The second ground for reversal, viz., the admission of incompetent testimony, is meritorious. The Court permitted the Commonwealth to prove over the objection of appellant that he was a deserter from the Army. This line of questioning was persistently indulged in by the Commonwealth's Attorney and the only purpose it could have served was to inflame the minds of the jurors. We have consistently held that the proof of another crime unconnected with that for which the accused is being tried is inadmissible and constitutes reversible error. Grigsby v. Commonwealth, 299 Ky. 721, 187 S.W.2d 259, 159 A.L.R. 196, and cases therein cited. It is true that at the close of all the evidence and on the day following the introduction of this line of testimony the Court admonished the jury not to consider the evidence objected to; but, by the time this admonition was given the damage had been done, and we doubt if it was possible for any juror under the circumstances, no matter how fair-minded he may be, to disabuse his mind of such inflammatory testimony. For this reason alone we would be required to reverse the judgment, but other errors in the record likewise impel a reversal.
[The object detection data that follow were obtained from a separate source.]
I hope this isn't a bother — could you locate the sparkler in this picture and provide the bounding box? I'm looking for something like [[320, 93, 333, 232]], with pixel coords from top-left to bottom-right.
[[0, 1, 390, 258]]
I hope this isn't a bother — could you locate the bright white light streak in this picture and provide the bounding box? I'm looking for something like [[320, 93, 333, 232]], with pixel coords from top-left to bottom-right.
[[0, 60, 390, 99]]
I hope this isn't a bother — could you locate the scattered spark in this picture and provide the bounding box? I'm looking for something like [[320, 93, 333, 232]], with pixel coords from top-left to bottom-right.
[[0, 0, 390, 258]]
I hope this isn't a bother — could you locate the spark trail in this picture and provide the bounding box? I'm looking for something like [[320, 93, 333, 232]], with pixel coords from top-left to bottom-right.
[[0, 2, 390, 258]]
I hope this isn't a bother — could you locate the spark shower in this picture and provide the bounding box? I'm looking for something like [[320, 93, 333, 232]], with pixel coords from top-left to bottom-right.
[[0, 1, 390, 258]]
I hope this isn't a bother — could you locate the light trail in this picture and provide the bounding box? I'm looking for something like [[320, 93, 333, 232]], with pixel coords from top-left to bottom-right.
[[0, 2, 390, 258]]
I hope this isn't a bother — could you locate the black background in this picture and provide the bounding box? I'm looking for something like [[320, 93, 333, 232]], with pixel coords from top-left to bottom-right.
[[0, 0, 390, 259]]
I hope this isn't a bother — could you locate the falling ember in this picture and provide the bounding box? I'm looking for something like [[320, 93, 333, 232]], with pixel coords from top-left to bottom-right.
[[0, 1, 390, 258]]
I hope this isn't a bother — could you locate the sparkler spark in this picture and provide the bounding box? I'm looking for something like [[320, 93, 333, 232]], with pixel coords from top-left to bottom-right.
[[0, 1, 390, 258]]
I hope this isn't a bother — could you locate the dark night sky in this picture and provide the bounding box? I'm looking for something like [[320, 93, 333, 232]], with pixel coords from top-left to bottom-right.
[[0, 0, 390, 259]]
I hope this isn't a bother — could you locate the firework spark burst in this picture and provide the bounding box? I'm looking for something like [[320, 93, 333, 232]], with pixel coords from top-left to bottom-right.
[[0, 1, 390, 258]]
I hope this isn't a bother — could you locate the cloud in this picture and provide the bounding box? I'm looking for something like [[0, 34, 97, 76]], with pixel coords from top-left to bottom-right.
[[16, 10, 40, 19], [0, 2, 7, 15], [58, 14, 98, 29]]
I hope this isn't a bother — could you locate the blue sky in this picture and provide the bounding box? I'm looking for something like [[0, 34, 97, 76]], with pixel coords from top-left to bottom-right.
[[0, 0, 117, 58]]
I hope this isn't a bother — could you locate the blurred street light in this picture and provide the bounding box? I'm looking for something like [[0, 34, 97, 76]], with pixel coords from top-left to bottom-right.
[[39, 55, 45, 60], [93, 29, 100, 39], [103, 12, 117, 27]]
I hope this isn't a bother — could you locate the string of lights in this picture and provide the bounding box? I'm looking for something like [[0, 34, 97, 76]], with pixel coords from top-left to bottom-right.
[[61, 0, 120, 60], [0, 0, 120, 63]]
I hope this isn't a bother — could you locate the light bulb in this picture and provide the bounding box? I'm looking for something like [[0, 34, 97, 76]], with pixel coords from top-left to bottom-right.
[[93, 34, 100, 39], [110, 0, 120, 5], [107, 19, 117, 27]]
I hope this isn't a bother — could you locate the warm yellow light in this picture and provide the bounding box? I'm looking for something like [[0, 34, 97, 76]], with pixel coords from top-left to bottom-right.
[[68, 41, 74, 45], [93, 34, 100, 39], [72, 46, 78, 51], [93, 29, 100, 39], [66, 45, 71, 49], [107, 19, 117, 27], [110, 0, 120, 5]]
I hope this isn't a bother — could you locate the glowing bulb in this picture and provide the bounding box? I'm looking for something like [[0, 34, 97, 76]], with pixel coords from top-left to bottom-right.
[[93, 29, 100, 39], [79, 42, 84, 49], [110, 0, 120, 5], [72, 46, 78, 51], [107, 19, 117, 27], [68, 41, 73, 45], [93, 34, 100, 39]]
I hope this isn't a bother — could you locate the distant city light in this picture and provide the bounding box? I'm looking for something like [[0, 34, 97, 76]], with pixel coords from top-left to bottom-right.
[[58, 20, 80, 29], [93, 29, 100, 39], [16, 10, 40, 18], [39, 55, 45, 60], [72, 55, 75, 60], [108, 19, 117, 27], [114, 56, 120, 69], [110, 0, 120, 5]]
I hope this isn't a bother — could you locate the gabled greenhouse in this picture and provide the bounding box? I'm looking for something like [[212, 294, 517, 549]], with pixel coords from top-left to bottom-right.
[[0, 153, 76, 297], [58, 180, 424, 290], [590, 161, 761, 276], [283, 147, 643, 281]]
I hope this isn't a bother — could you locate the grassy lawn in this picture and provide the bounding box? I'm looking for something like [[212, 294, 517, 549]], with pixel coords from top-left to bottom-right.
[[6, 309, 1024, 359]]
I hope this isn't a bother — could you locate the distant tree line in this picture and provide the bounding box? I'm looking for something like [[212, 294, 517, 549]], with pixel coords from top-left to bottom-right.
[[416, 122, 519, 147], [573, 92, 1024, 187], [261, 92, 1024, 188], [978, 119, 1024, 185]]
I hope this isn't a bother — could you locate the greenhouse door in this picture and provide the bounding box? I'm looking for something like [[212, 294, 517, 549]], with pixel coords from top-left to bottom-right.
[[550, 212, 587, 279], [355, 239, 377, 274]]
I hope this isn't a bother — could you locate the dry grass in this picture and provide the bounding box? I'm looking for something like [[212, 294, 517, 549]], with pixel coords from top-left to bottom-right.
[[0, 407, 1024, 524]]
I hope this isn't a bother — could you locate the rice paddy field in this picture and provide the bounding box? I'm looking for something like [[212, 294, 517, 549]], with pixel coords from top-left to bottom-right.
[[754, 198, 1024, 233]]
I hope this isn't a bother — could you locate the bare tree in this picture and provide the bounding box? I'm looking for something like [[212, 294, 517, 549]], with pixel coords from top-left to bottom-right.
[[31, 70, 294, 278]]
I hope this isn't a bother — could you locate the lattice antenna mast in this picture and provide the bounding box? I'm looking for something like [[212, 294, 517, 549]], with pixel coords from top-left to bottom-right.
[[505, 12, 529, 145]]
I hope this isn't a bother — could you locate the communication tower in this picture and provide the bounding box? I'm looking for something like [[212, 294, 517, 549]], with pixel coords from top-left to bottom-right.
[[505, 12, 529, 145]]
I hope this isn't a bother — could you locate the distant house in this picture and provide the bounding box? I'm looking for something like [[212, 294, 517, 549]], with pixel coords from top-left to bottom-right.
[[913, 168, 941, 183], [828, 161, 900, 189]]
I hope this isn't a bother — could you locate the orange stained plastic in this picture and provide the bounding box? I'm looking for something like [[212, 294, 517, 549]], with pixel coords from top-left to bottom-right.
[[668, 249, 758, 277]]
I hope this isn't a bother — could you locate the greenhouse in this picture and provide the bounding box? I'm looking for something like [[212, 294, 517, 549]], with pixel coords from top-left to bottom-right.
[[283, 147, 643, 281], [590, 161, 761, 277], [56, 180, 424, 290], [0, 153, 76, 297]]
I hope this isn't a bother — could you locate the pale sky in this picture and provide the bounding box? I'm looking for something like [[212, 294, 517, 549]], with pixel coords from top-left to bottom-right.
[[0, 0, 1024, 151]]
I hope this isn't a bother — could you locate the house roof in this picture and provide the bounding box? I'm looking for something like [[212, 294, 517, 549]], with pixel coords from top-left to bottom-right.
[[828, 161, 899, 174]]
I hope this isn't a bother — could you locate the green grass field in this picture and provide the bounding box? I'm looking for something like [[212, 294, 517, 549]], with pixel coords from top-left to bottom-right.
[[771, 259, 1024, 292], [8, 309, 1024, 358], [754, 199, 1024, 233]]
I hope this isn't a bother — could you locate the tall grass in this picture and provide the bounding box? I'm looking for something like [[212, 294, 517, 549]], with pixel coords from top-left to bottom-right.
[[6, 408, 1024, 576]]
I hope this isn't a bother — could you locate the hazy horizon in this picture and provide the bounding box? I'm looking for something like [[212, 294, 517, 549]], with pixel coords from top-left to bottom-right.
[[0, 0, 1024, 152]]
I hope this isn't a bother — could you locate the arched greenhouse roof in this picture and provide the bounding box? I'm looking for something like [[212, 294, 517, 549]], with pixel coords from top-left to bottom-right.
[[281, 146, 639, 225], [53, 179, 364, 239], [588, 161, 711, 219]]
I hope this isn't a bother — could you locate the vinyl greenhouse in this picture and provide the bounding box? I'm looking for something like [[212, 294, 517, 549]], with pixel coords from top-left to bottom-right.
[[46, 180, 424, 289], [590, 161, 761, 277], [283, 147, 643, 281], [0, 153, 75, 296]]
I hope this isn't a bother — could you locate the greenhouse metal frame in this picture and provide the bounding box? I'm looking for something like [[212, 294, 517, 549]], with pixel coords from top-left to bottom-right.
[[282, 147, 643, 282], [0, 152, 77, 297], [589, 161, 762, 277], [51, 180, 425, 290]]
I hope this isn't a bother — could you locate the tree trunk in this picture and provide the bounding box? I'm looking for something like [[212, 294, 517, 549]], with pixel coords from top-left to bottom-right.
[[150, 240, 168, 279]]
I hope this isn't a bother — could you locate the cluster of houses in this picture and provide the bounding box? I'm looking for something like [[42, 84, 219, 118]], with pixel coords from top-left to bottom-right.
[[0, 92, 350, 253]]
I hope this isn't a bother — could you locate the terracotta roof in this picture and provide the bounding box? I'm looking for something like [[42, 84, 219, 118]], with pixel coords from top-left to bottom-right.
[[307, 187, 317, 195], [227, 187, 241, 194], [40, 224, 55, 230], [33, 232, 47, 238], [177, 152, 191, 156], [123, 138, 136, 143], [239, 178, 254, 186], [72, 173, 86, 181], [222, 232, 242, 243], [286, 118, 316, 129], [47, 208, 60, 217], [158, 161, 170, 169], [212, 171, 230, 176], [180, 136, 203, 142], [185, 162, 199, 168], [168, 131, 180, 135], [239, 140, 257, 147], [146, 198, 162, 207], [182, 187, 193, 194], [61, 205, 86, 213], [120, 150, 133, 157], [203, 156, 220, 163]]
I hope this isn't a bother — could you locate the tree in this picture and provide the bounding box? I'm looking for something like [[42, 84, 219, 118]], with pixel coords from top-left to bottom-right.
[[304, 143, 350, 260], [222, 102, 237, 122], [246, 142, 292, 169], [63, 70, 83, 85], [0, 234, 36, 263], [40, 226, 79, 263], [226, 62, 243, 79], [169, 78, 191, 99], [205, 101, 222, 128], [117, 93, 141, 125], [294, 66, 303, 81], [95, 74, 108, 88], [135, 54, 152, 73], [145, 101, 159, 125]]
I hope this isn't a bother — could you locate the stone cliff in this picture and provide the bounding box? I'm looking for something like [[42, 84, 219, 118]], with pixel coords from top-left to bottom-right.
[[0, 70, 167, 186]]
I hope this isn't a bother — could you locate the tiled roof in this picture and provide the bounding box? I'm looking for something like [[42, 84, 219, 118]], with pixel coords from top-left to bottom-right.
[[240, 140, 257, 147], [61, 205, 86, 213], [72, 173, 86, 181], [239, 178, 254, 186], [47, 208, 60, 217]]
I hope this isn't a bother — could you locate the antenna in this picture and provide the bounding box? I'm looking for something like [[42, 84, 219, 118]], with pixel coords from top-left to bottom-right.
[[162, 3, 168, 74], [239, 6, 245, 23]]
It was competent for the Commonwealth to show that the deceased had accused appellant and one of his codefendants of robbing her, but it was incompetent to go into the details of the robbery which the Commonwealth's Attorney was permitted to do. The mere fact that the deceased had accused two of the conspirators of robbing her was sufficient for the purpose which rendered it competent, and it made no difference, insofar as establishing the motive is concerned, whether the defendants actually committed the robbery or not. Likewise, it was incompetent for the Commonwealth's Attorney to read the evidence of Squire Reid given on the examining trial because it corroborated his testimony and had the effect of exaggerating the facts testified to by the witness. Likewise, it was incompetent to introduce evidence in chief by a witness called in rebuttal.
The complaint in respect to the instructions is that the Court in its instructions permitted the jury to speculate that poison was administered to the deceased by mixing it with other drinks which in themselves were healthy and salutary. This was error because there was no evidence supporting this theory. On the next trial the Court will not make such references. The second objection to the instructions is based on the theory that there was no evidence to support the charge of conspiracy and the Court erred by giving an instruction on conspiracy. This contention is not sound. All of the evidence points to the fact that if appellants committed a murder, they did so in pursuance of a conspiracy.
For the reasons indicated, the judgment is reversed with directions that it be set aside and that appellant be granted a new trial to be conducted in conformity with this opinion.